Our New Quarters is the second album from Fane and finds him pushing even further into a more straightforward song-like territory than his debut. There's much more of an emphasis on vocals here, and while the sonics are even more solidly produced and constructed, it still feels like there's something missing a lot of the time.
Radiohead comparisons were mentioned sparingly for his debut, but on this newest release they're even more apt. It's largely due to Fane's high falsetto vocals sounding almost exactly like those of Thom Yorke in a lot of places, but the music has gotten even more ponderous and heavy as well. Album-titled "Our New Quarters" opens the release with waves of squealing guitars and electronics that are eventually taken over by marching piano chords and those thin, wavering vocals before the entire piece collapses into hiss. "New Faces" sounds even more like a Kid A discard, as multiple layers of swarming electronics and more swelling piano chords move over crunchy programmed beats while Fane's delicate, almost indecipherable vocals manage to keep the track feeling melancholy.

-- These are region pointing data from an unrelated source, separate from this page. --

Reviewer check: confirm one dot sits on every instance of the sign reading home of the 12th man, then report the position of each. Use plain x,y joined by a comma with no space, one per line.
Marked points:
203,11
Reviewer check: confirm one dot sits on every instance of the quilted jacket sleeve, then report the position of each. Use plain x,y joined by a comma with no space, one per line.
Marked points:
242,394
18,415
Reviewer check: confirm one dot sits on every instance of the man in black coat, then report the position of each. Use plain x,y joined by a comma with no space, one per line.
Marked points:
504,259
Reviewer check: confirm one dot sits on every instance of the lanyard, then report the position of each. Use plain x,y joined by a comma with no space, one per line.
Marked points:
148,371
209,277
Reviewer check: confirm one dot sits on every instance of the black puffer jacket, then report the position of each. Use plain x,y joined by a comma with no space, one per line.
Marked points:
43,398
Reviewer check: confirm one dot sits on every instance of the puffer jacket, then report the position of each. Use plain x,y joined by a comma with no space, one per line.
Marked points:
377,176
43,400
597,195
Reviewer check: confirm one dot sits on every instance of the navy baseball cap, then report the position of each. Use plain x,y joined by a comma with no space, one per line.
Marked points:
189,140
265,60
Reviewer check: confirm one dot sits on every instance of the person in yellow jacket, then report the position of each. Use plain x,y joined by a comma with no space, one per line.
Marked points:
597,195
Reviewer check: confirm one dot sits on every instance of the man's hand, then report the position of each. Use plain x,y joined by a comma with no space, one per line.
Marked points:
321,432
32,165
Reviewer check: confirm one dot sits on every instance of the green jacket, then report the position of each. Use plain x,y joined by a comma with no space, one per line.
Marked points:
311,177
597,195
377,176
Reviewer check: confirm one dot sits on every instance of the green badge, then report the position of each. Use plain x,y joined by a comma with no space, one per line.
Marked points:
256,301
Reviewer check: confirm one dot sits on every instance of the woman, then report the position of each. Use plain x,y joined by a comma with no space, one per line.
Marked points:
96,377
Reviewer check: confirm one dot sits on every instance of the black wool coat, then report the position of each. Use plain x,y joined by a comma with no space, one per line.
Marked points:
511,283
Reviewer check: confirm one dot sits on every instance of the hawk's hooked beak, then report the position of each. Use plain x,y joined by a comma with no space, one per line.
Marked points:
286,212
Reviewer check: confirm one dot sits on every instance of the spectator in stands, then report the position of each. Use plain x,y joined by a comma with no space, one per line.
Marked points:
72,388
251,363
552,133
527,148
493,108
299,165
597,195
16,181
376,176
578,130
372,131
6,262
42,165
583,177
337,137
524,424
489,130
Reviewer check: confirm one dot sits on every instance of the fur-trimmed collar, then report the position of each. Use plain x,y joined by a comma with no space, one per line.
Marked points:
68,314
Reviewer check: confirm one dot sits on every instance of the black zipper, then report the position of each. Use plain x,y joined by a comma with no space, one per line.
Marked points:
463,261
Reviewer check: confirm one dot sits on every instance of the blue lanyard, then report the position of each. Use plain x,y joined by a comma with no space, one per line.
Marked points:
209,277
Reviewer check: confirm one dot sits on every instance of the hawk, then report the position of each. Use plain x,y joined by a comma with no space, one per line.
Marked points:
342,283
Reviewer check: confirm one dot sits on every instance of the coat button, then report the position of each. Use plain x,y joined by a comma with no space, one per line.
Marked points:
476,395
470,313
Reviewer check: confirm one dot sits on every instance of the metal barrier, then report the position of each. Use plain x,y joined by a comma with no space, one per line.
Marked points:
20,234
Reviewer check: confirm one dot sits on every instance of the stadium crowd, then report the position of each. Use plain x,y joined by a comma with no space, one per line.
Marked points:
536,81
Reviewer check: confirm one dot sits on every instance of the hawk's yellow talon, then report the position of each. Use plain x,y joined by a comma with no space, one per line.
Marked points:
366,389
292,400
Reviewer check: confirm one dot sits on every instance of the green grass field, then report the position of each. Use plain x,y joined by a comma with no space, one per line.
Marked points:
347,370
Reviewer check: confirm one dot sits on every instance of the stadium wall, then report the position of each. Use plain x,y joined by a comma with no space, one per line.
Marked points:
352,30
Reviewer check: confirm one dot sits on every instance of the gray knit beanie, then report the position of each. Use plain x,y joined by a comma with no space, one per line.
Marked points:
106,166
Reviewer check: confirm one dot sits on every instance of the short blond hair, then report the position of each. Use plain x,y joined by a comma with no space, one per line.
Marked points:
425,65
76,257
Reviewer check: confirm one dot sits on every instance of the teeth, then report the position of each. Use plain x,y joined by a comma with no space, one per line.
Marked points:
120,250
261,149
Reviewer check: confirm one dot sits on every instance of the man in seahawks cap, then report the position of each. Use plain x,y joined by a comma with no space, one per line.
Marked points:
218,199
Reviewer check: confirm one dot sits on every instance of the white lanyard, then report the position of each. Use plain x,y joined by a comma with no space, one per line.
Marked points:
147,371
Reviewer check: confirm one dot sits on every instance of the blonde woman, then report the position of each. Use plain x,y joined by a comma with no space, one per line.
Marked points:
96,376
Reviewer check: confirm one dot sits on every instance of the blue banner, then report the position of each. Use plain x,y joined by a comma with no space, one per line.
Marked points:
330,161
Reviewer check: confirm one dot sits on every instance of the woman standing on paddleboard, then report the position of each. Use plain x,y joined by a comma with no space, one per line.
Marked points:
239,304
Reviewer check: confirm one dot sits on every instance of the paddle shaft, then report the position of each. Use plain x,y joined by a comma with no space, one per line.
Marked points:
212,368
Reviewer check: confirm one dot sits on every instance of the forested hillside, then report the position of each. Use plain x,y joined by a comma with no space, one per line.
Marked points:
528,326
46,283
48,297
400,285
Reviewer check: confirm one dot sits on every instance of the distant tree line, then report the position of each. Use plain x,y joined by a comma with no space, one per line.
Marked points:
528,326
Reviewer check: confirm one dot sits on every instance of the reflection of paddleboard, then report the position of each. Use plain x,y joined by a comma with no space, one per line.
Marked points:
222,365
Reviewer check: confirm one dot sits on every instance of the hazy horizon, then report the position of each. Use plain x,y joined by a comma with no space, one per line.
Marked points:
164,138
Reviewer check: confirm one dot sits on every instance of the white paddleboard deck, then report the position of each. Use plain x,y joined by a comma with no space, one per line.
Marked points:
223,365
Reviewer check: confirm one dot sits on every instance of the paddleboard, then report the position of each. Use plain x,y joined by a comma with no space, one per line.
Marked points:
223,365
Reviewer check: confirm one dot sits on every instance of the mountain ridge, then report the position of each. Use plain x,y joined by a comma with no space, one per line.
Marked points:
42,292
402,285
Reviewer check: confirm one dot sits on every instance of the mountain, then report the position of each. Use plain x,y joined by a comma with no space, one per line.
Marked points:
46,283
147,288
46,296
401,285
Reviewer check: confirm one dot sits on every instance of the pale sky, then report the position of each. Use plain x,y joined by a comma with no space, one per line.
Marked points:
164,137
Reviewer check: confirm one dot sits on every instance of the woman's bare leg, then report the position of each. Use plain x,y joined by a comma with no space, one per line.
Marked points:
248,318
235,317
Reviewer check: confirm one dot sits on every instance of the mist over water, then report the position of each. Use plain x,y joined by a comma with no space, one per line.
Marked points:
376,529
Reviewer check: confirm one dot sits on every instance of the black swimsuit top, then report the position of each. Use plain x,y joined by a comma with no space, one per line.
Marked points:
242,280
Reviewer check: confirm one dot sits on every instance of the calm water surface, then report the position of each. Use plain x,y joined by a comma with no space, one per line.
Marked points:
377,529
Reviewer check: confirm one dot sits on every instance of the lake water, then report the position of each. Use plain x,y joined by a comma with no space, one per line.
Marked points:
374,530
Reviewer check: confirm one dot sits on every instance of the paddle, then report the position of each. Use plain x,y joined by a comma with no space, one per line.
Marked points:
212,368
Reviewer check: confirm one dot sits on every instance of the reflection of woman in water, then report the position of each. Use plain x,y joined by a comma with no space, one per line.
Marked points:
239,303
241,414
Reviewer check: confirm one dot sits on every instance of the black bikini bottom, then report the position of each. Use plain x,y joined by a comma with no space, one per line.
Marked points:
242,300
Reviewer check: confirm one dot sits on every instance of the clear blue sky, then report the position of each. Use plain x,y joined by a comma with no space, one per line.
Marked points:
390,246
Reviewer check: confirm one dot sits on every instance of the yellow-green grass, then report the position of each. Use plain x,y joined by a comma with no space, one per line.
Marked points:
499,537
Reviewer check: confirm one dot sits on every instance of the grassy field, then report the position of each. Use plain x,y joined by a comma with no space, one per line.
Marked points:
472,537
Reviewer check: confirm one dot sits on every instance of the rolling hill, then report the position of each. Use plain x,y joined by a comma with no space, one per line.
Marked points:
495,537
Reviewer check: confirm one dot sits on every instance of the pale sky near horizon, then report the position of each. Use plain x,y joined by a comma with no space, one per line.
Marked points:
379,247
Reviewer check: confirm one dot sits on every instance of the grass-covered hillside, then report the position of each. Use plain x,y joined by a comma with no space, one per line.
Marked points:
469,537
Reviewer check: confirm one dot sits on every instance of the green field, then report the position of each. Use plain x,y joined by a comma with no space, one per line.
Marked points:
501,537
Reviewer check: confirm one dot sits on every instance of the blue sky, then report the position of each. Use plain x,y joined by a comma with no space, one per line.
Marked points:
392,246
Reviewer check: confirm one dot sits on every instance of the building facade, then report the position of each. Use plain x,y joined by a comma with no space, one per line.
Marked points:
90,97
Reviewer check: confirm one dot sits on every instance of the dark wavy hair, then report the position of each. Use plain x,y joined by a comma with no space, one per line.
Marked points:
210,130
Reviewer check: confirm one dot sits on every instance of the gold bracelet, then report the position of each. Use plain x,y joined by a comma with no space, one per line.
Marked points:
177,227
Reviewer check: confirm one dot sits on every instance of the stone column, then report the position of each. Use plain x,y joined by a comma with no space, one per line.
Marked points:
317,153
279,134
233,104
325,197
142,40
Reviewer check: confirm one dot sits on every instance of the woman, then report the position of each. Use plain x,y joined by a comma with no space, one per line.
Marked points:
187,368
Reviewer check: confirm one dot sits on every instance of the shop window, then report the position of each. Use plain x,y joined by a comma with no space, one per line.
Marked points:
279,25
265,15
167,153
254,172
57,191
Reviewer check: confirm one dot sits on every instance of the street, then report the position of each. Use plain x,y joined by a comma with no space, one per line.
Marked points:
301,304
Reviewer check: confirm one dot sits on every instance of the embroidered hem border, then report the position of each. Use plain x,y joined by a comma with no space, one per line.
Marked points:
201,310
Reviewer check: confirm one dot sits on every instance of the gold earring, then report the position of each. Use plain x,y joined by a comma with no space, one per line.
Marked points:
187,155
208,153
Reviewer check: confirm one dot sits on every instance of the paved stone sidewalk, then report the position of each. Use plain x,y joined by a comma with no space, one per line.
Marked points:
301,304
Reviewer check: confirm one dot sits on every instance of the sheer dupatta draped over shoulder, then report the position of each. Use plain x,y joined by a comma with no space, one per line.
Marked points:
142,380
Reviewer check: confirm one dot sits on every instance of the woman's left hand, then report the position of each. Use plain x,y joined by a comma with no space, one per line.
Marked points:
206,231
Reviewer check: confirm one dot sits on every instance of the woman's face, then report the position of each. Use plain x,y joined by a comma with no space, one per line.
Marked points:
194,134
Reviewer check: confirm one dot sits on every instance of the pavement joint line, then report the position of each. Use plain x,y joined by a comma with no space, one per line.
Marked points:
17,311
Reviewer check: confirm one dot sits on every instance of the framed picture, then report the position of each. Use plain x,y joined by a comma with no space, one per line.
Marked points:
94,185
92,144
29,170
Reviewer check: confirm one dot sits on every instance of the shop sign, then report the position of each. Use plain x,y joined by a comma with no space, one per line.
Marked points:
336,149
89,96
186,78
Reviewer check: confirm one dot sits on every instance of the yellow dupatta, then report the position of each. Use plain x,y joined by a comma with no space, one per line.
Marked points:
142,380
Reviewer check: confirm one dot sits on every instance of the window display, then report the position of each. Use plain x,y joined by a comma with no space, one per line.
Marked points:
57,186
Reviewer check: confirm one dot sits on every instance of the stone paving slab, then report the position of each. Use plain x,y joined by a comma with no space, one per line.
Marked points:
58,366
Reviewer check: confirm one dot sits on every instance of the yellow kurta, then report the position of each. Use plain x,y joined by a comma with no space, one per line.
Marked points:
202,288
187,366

When Fane gets away from the more wilting vocal melodies, the album elevates itself nicely about the sort of lukewarm and over-emotional sounds that bog down much of the release. On "Youth Cadet," overdriven beat programming pumps with compression while almost android-style filtered vocals move the listener across an alien landscape littered with decimated guitar noise and other eerie sounds. "The Moon Is Gone" and "Break And Enter" both juxtapose sharper beats and rhythm sections with less drowsy lyrical and melodic elements, and the results are easily two of the more interesting songs on the release. "Rattle" is another standout, with old school Aphex Twin-style crunchy beat programming underneath early New Order-esque synth soars that actually all work quite well along with the quiet vocals.
In addition to the darker electronic pop pieces and the more minimal vocal-driven pieces, Our New Quarters ventures into a couple places where Fane moves songs forward with a more post-rock crescendo-style build. Both "Jonah The Freak" (which sounds oddly like a Mogwai song title) and "Among The Missing" start soft, then gradually pile on layers for about five minutes, with varying degrees of success. As mentioned above, there are songs on Our New Quarters that sound eerily like Radiohead and/or Thom Yorke's solo album The Eraser. If you're feeling like you need a fix of either two of those, this should serve the purpose. Otherwise, it'll probably be just a little too hit-or-miss for your taste.